Also ich fange bei einer Zeit an (z.B.:2007-05-06 12:23:11.22 44 ), dann sollen alle Tupel, wo die Zeit kleiner 2007-05-06 12:23:11.22 44 +1 ist, ausgelassen werden, den nächstgrößeren hole ich mir wieder raus usw.

Ist das irgendwie möglich bzw. wie könnte ich das in FireBird realisieren?
Geht das irgendwie mit einem self-join,

lg


----------



## FenchelT (6. Dez 2007)

Hallo,

habe im Moment keine Loesung fuer Dein spezielles Firebird Problem, es waere aber nett den anderen Helfenden mitzuteilen, dass Dein Problem ja hier
http://www.java-forum.org/de/viewtopic.php?t=60372&postdays=0&postorder=asc&start=0

schon behandelt wird und es sich hierbei um einen "Ergaenzungsthread (wenn man das denn so nennen kann)" handelt  :wink: 

Wenn ich nochwas Zeit finde mich mit Firebird etwas naeher zu beschaeftigen, melde ich mich nochmal.

Gruesse


----------



## lolkind (6. Dez 2007)

Sag mal, in welcher Programmiersprache soll den deine Abfrage gesendet werden?
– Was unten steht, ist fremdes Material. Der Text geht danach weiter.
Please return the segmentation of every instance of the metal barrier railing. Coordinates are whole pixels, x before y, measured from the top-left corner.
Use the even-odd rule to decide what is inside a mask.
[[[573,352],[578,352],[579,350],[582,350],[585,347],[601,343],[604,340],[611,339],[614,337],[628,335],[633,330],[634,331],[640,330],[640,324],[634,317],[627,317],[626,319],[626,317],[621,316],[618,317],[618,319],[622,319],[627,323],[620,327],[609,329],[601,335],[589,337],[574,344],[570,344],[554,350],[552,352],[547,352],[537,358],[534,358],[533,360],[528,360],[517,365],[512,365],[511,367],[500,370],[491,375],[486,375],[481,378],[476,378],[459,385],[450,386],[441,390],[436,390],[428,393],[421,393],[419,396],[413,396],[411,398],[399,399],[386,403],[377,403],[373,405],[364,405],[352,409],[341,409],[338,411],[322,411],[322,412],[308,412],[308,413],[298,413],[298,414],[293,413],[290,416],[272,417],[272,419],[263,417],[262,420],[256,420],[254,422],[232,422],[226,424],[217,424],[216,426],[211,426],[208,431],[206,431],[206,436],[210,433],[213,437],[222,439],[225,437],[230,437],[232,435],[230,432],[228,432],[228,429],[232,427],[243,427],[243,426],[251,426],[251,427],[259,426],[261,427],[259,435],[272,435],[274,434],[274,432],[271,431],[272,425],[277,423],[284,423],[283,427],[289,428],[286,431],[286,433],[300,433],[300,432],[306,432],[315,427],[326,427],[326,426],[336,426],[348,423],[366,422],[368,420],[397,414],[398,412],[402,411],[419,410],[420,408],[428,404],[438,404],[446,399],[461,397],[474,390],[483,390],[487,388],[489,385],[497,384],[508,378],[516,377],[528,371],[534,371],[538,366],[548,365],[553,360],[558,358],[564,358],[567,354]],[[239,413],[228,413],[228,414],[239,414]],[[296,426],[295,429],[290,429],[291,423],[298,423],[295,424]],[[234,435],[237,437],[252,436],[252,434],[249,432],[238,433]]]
Ich glaube ja, dass du keine benutzt.
Falls doch, so sende doch die abfrage öfters und erhöhe doch nur die Stundenhöhe inkrementel!

MFG
das lolkind


----------



## PollerJava (6. Dez 2007)

Ich habe in meinem Java- Programm iBatis (in iBatis sind ganz normale SQL-Befehle in eine XML- Datei einzugeben quasi ein Mapping) implementiert, um einen sauberen Zugriff auf die Datenbank zu haben,
Das ist halt ein Laufzeitproblem, wenn ich einlese, inc, einlese, inc, einlese, inc usw.
ausserdem möchte ich, dass der DB- Manager das selber macht und nicht ich machen muss,

Habe da jetzt 2 Links gefunden, aber es is ziemlich schwierig, das zu verstehen bzw. zu implementieren:

http://udf.adhoc-data.de/index.html

http://udf.adhoc-data.de/dokumentation_deutsch/dok_deu_datum.html

Vielleicht habt Ihr damit mehr Erfahrung (welche Methode, wie einsetzen usw.)

lg


----------



## PollerJava (10. Dez 2007)

Morgen,

Hat da jemand noch eine Idee, wie ich das realisieren könnte?


lg


----------